Coal, particularly coal mined from the Central Appalachian basin, has been on a long-term decline. Recently, dramatic drops in use of coal for domestic energy have some worried that this is not part of a cycle but the beginning of the use of sufficiently less coal regardless of the outcome of political debates.

“This one is a little different,” Crutchfield said of recent market decline. “The cyclical stuff we deal with. The economies go up and they go down. Natural gas prices go up and go down. The weather is hot; the weather is cold. We’re used to that in this business. What we’re not used to is the structural changes we see occurring through the manifestation of these regulations coming our way designed to restrict the use of coal for electricity.”

That’s not the only problem coal faces in Central Appalachia.

“Coal miners are pretty smart guys. They mine the good stuff first and save the rest for later,” Crutchfield said. “Over 100 years, what’s left are the thinner seams, seams that have more inherent ash in them, deeper, under drainage, harder to get to. It takes more capital to get to them, so when you’re talking about geological challenges, it’s actually more of a function of a deterioration along a continuum of really high quality coal and good conditions degrading over the passage of time.

“You still have a lot of great reserves, but they’re more costly to mine today just giving some of these physical and geographic characteristics.”

Alpha has exposure in three coal basins, including the Powder River Basin where coal seams, while containing lower-quality coal, are thicker and easier and cheaper to mine.

“Look, Central Appalachia, at its peak, was mining 300 million tons per year. It’s probably on pace this year to mine 160 million tons. It’s almost half of what it was back in 1997,” Crutchfield said. “That’s a function of a globally competitive marketplace and these deteriorating mining circumstances.”

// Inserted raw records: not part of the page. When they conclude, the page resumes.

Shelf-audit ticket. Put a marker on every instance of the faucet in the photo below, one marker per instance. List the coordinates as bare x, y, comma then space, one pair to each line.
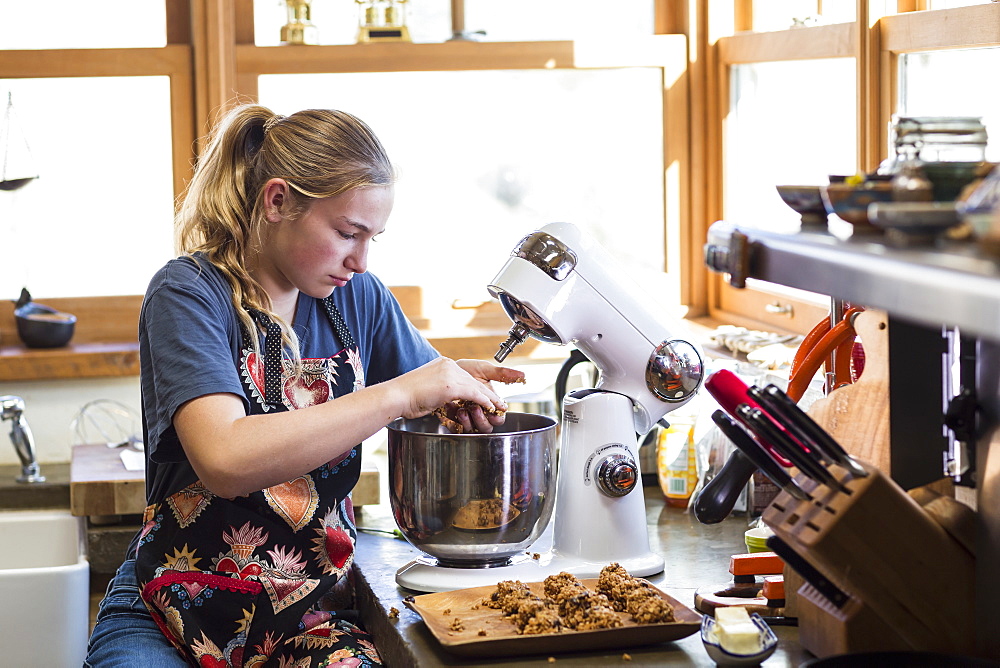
12, 408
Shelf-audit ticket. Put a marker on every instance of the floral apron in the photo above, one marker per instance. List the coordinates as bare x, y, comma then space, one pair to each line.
236, 582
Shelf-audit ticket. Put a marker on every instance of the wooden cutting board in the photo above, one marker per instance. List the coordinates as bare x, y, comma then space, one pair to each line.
857, 415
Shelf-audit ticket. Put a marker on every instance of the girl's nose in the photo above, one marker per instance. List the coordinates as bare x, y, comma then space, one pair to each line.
357, 261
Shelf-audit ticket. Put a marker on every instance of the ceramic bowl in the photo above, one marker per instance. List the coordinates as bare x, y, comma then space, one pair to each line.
807, 201
43, 327
949, 178
850, 203
472, 500
768, 643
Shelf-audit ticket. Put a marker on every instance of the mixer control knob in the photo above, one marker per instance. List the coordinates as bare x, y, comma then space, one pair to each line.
617, 475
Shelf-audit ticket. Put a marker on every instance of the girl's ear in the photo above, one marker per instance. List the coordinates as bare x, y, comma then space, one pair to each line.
275, 196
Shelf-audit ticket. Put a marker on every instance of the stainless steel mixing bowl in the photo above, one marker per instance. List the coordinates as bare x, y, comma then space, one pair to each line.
472, 500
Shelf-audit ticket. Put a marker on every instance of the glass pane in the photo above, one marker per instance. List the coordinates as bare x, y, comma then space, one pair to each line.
71, 24
948, 4
98, 220
486, 157
429, 21
789, 123
953, 83
770, 15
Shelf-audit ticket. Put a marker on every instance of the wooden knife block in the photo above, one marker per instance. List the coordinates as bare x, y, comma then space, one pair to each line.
910, 582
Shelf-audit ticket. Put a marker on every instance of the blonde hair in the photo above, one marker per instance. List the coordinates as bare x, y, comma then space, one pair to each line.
320, 153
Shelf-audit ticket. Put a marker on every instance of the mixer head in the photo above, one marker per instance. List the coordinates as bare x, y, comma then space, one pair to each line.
560, 286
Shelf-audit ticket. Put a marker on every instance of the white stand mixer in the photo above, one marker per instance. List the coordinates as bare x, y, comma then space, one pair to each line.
561, 287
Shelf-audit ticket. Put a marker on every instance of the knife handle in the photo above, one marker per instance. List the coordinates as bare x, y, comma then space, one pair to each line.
758, 455
803, 426
730, 391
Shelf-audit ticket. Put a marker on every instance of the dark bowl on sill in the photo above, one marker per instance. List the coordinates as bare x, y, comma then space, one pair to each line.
807, 201
44, 327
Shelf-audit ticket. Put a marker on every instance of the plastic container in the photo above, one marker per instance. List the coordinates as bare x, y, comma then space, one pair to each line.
676, 464
756, 538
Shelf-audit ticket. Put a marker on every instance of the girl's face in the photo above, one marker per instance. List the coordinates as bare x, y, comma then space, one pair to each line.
322, 249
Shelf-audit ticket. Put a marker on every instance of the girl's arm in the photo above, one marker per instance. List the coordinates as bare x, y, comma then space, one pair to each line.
235, 454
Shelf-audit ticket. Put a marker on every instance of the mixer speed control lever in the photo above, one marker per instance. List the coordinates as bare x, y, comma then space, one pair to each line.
617, 475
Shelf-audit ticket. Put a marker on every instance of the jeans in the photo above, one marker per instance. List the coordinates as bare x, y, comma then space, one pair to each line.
125, 634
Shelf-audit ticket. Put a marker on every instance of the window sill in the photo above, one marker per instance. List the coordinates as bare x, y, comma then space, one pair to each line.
82, 360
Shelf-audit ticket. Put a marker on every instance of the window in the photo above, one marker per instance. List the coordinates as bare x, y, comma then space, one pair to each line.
786, 127
98, 221
485, 157
429, 21
71, 24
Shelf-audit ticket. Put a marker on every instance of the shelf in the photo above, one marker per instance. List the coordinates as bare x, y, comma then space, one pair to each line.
84, 360
653, 51
954, 285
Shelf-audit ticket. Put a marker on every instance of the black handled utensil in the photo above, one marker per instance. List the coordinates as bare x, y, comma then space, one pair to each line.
716, 500
758, 455
803, 427
809, 463
809, 573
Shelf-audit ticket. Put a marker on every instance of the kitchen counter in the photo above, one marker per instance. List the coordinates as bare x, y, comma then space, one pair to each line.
696, 555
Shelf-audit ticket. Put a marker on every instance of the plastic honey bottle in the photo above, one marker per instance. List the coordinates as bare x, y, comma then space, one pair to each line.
675, 460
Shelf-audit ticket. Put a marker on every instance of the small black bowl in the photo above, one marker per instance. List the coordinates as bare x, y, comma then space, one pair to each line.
44, 327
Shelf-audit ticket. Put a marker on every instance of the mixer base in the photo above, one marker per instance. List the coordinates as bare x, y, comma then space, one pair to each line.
426, 575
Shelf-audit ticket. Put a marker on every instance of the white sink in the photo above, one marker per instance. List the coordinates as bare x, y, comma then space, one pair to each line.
44, 587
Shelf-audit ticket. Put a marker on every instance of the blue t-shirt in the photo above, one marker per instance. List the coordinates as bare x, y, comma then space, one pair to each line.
190, 345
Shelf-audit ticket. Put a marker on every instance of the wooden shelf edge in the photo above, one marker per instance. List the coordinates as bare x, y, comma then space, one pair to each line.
85, 360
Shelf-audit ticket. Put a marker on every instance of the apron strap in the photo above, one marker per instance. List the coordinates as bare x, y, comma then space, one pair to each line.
337, 319
273, 353
272, 358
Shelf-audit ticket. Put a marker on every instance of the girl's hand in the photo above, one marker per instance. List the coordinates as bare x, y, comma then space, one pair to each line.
477, 420
443, 380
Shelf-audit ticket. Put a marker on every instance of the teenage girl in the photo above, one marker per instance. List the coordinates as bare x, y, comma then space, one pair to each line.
268, 355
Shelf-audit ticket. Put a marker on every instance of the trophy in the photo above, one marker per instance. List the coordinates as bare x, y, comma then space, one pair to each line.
299, 29
382, 21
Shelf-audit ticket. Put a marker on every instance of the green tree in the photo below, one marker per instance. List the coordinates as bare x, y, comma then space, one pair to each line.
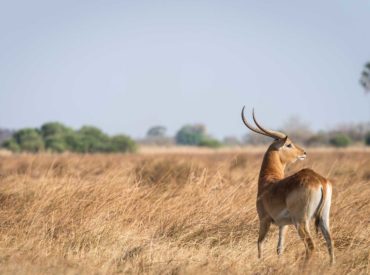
122, 143
90, 139
367, 138
156, 132
29, 140
340, 140
365, 77
210, 142
191, 134
55, 136
12, 145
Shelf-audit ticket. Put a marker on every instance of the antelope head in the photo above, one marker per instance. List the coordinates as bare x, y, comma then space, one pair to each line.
288, 151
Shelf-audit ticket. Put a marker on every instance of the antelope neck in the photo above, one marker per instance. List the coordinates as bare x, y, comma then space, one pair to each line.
272, 169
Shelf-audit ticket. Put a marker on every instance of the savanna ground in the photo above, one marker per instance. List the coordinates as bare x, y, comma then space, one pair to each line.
164, 213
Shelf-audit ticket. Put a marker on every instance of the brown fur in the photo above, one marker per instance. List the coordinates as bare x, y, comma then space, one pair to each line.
293, 194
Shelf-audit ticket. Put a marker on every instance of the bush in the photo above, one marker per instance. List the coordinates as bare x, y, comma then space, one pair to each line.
122, 143
12, 145
367, 138
29, 140
56, 137
340, 140
190, 135
210, 142
92, 140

But perhaps the most interesting parts of the story were one about politics and about the industry’s anti-Obama/EPA rhetoric:

It may be too late to reverse the decline of coal with political action. Would there be a full recovery under Mitt Romney as a president?

“I think under a Romney administration, the perception is that things would probably improve around coal,” Crutchfield said. “I think that’s probably right. I’ve read his energy policy. I believe he does understand the importance of coal and an all-of-the-above energy strategy not being just a bumper sticker but something we can put into practice. But then again, there’s been a lot of regulations put in place that are going to permanently alter the landscape.

“We can’t be fooled into thinking that this whole thing is going to get turned on its head … because it won’t.”

And:

Despite using the word “war” himself in reference to agency efforts, Crutchfield said there is a need for less “divisive” rhetoric in the debate.

“I think to characterize it as a, I mean understand that everybody is talking about the War on Coal, but that’s just by its very definition a divisive phraseology,” Crutchfield said. “What we need to do is sit down and work together as adults and solve problems. … We need to sit back and have adult, constructive discussions around solving problems and it doesn’t seem Washington is capable of doing that right now for whatever reason. Everything is so divisive and so toxic, our nation can’t move forward like that.”